Since Thomas has arrived, the routine and precision of the events in the maze change drastically. The others don’t know whether it is a good or bad sign. Many are wary of Thomas, but some soon think he may be able to help them solve the maze once and for all.

***SPOILER ALERT***

I thought this plot was absolutely captivating and amazing, yet the execution of the characters and the story itself was a bit of a let down.

I really enjoyed this, but that is probably due to my weakness for all dystopian novels. I love the uniqueness, the creativity and the possibilities of what could become our future. If you can focus on the story rather than the flaws, you will enjoy the flow of the book. The excitement and the suspense at each turn of the page.
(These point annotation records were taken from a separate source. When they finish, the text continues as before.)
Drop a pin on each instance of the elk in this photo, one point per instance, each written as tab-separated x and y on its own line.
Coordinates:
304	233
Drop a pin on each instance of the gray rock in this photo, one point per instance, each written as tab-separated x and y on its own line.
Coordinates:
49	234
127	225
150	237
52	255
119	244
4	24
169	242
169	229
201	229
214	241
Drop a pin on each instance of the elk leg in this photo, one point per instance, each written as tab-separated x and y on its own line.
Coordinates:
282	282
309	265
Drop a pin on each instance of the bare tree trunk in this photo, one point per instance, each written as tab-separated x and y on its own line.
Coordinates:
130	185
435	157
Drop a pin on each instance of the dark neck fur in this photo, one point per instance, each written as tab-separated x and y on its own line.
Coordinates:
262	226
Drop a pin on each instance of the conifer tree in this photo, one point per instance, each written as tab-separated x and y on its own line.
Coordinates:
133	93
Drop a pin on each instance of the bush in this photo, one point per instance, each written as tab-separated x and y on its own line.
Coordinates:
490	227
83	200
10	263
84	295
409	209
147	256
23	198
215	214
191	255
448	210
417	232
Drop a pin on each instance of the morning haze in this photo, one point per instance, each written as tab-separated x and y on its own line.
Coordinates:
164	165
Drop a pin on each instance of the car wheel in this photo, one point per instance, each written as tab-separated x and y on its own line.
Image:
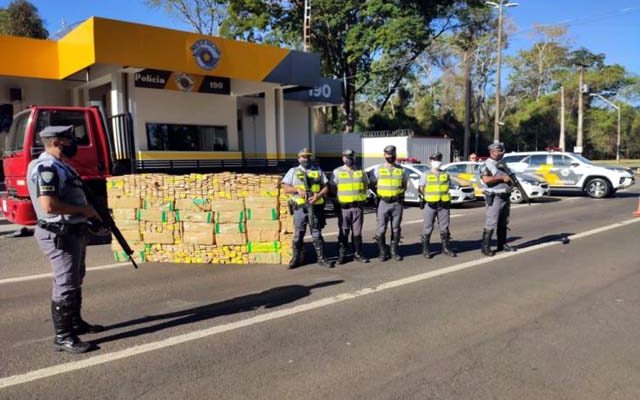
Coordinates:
516	196
598	188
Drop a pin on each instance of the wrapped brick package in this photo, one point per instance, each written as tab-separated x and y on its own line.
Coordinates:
223	218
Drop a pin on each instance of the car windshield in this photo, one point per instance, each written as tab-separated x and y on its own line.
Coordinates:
584	160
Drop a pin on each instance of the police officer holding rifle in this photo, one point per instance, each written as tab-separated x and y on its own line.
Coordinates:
499	181
307	186
62	210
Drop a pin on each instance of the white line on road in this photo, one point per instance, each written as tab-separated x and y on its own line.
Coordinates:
270	316
49	275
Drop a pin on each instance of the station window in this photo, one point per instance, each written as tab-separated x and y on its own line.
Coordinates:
182	137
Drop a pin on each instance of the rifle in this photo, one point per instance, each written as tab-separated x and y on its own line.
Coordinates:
109	223
514	179
309	194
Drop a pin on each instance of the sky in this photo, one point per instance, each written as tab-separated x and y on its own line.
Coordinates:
611	27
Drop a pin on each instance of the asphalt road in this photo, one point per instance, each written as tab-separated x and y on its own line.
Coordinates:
556	320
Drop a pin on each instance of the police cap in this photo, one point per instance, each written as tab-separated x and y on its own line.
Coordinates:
496	146
349	153
57	131
391	149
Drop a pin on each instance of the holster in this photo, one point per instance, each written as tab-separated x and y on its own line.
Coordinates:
489	197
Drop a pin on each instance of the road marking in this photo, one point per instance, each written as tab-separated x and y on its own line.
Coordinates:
270	316
49	275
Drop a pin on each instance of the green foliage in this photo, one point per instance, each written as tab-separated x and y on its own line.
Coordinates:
21	18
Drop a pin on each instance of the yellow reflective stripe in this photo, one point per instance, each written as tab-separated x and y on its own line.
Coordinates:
437	188
351	188
314	181
390	184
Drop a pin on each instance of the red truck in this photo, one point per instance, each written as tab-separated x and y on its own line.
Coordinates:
95	160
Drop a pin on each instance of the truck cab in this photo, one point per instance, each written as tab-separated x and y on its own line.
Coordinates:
23	145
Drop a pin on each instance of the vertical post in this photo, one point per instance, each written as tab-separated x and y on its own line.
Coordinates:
580	106
496	122
467	106
618	141
306	26
562	139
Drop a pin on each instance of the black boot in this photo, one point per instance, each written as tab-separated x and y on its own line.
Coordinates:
357	246
383	250
395	243
502	240
296	258
486	242
426	250
322	261
343	243
80	326
446	244
65	339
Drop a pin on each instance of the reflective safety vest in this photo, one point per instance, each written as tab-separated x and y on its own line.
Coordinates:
314	185
390	183
436	188
351	186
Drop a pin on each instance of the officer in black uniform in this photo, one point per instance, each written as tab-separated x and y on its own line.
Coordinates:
497	194
62	210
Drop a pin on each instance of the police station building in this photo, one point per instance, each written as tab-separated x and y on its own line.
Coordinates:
185	100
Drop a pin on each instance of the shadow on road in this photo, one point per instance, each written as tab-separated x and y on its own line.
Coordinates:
557	237
270	298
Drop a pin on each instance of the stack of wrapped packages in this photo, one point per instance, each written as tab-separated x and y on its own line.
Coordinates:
223	218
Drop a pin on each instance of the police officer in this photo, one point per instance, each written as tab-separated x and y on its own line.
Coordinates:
390	182
434	188
62	211
497	195
307	186
350	185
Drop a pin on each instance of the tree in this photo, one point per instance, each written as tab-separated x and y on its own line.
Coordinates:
21	18
359	41
204	16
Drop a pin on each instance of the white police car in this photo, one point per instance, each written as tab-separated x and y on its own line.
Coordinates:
460	190
570	171
533	185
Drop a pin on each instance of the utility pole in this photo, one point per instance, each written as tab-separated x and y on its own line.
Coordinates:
307	25
499	6
467	105
618	108
578	148
562	139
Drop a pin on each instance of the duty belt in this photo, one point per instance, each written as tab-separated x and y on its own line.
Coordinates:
60	228
390	200
355	204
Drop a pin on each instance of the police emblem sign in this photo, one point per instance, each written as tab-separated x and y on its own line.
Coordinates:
206	54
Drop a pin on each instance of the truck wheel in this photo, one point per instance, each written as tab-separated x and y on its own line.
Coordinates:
598	188
516	196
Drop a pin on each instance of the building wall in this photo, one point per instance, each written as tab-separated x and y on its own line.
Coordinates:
296	127
36	92
170	106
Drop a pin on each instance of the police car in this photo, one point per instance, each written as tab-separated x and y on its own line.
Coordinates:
460	190
534	186
571	171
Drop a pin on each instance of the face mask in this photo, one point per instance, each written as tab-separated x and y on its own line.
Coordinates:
70	150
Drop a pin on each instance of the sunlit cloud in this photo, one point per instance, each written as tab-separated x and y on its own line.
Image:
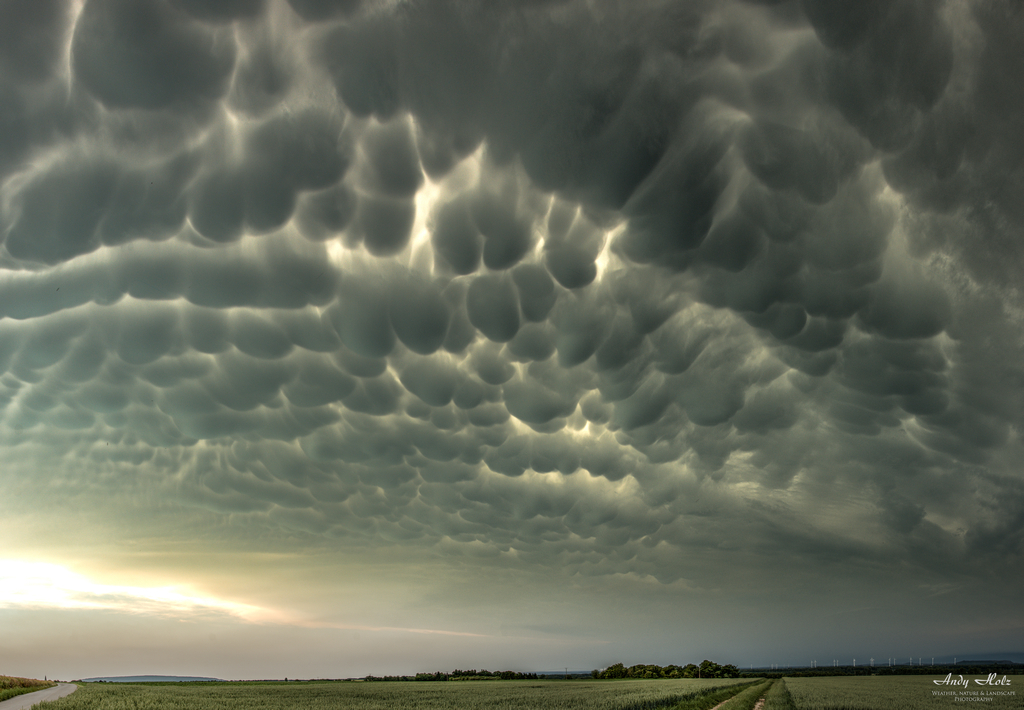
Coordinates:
44	585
The characters were rather bland and not much relatable to. Chuck is the sweetest character. Everything that happened to Thomas just seemed too coincidental and too easy considering how the others have been trapped for such a long time and he appears and just knows what to do.

Telepathy in this book really ruined the story because it seems totally irrelevant and unnecessary. So I guess this is where other readers have made the most criticism. However the plot itself was enough for me to give this book a rating of 4 out of 5.

I absolutely hated the Grievers. There should have been more of a variety of obstacles to cross and more monsters to deal with. It felt like the author couldn’t decide whether to write this book for young teens or a slightly older audience. The violence is too much for young teens, yet the way the story unfolds suggests a younger audience.

I love the idea of the maze, the moving walls, the unknown outside of the walls, the possible dangers, the life threatening possibilities, the hope and the need for survival. I would recommend this book to other readers and I am very much willing to give book 2 a read. I don’t think this book deserved it’s low reviews of under 3 stars, but many people like to criticise rather than to appreciate with an open mind, the authors version of a new world.